The Court of Appeal went on to hold that there was nothing disproportionate in the authority's policy, given that applicants had the right to accept accommo-dation but request a review of its suitability, and that the authority operated the policy flexibly.
The Court of Appeal decided a separate issue, namely whether the Unfair Contract Terms in Consumer Contracts Regulations 1999 SI 1999/2083 apply to tenancy agreements for accommodation provided under part 7.
It was held that the regulations can apply to contracts relating to land, a conclusion that has far-reaching consequences for all landlords.
Furthermore, there was no reason why local authorities should be exempt from the regulations.
In the context of part 7 accommodation, there was a supplier/consumer relationship between the parties with the consequence that the regulations applied.
The Court of Appeal considered when an authority may reopen a decision which is favourable to an applicant.
On return from living in Germany, the applicant applied to the authority as a homeless person.
Prior to moving to Germany, she had been the tenant of another authority but she believed that tenancy had been transferred into her sister's name.
In fact, the transfer had not taken place and she remained the tenant.
The authority's inquiries did not reveal the existence of the tenancy and it decided that it owed her a full housing duty under section 193(2).

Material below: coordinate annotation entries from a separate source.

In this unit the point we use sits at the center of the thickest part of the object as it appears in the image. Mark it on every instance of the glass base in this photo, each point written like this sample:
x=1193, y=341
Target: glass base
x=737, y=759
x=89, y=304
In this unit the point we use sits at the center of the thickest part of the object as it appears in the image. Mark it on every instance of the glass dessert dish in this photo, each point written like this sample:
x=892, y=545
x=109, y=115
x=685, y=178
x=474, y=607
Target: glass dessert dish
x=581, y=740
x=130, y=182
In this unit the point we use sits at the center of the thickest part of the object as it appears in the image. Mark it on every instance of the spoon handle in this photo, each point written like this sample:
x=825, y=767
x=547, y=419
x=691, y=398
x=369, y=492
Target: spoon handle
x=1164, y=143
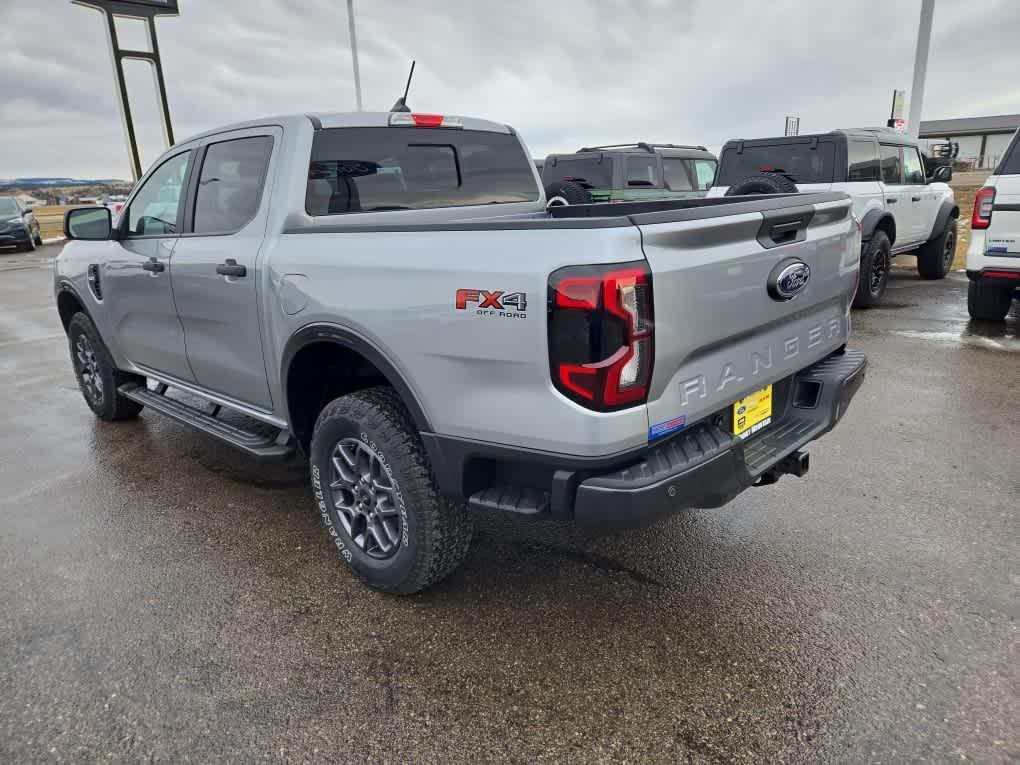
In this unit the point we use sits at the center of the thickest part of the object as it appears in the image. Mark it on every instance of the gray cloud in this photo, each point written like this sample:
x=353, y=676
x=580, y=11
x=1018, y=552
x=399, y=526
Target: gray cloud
x=564, y=73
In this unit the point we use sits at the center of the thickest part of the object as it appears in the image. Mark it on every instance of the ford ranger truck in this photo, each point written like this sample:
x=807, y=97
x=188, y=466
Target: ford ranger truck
x=387, y=296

On discovering the tenancy, the authority revoked its decision and issued a fresh decision that the applicant was not homeless.
The applicant contended that the authority had no power to do so.
In R v Southwark LBC ex parte Dagou (1995) 28 HLR 72, QBD, it had been held that authorities only had the power to revisit favourable decisions where the applicant had been fraudulent.
However, in Crawley BC v B (2000) 32 HLR 636, CA Lord Justice Buxton suggested there were other circumstances in which decisions can be reopened.
In Porteous, the Court of Appeal concluded that an authority is entitled to revisit and change a decision as to what duty it owes under part 7 if, as in this case, that decision results from a fundamental mistake.
However, the Court did not give more general guidance as to when decisions may be reopened but acknowledged that while a decision may be reopened because of ignorance of matters prevailing at the time of the decision, it did not necessarily follow that changes in circumstances after the decision would justify such a action.